Future of Coding History

Tomas Petricek 2024-10-01 23:59:57

This is a very random thought - but something that I've been occasionally wondering for some time now. If we have lambda calculus as a model of functional languages and Turing machines as a model of imperative languages, what would be a good model for programming systems that have "document" as the basic underlying structure (Subtext is an example of this) - i.e., you have some tree structure and the program evaluates by modifying this document - appending new things or rewriting evaluated bits. (Lambda calculus itself is basically a tree, but what if this also allows imperative document edits?)

Could this be something like a "Turing machine" that works on trees rather than tapes? There would be "current location" which can move in various ways around the tree and modify it.
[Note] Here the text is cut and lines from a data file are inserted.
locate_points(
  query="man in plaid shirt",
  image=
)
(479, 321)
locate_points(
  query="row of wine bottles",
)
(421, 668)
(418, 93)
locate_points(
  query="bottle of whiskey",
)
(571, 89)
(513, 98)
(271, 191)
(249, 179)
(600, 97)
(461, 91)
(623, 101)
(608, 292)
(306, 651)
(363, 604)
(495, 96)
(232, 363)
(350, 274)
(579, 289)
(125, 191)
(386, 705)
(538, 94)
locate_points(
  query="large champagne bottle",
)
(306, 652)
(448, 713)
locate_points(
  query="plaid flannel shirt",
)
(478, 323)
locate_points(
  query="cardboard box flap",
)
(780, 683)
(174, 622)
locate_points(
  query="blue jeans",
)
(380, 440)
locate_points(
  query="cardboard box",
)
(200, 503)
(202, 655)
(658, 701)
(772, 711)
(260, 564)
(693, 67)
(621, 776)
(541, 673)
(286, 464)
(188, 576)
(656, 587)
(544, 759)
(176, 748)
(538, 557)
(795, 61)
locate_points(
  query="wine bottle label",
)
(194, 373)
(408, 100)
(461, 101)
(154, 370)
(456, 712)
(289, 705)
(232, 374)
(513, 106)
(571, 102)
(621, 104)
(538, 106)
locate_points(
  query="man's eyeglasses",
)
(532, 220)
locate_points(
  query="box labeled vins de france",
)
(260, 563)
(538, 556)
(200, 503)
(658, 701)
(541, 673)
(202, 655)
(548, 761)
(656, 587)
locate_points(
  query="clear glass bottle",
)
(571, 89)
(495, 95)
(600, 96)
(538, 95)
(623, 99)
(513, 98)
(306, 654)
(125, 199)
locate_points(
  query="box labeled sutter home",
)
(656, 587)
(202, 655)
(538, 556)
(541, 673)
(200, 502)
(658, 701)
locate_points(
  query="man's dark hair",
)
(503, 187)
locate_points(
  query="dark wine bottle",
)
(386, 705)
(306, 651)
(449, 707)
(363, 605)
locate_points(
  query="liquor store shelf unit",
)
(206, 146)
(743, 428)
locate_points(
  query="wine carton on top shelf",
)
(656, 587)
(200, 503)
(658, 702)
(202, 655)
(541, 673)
If your document has references (perhaps you can have ../../foo to refer to foo of a parent of a parent), the machine would have to somehow walk up the tree, remembering that it wants to copy a value back to the original location - and then walk over the tree back to put the value in place of the reference).

Is this something completely silly or something that lots of people have already done but under different names?

Jimmy Miller 2024-10-02 03:30:27

I might be missing some nuance here. But what you are describing sounds to me pretty similar to term or graph rewriting systems. en.m.wikipedia.org/wiki/Rewriting#Term_rewriting_systems They are Turing complete formalism. And there has been plenty of working using them for transforming documents, but also general evaluation. They do work exactly as you described. You have a tree structure and you modify it by rewriting things.

Konrad Hinsen 2024-10-02 05:32:27

Supporting Jimmy Miller's suggestion because that's exactly how my Digital Scientific Notation works. It's a term rewriting system embedded in a Wiki-like graph of cross-linked pages.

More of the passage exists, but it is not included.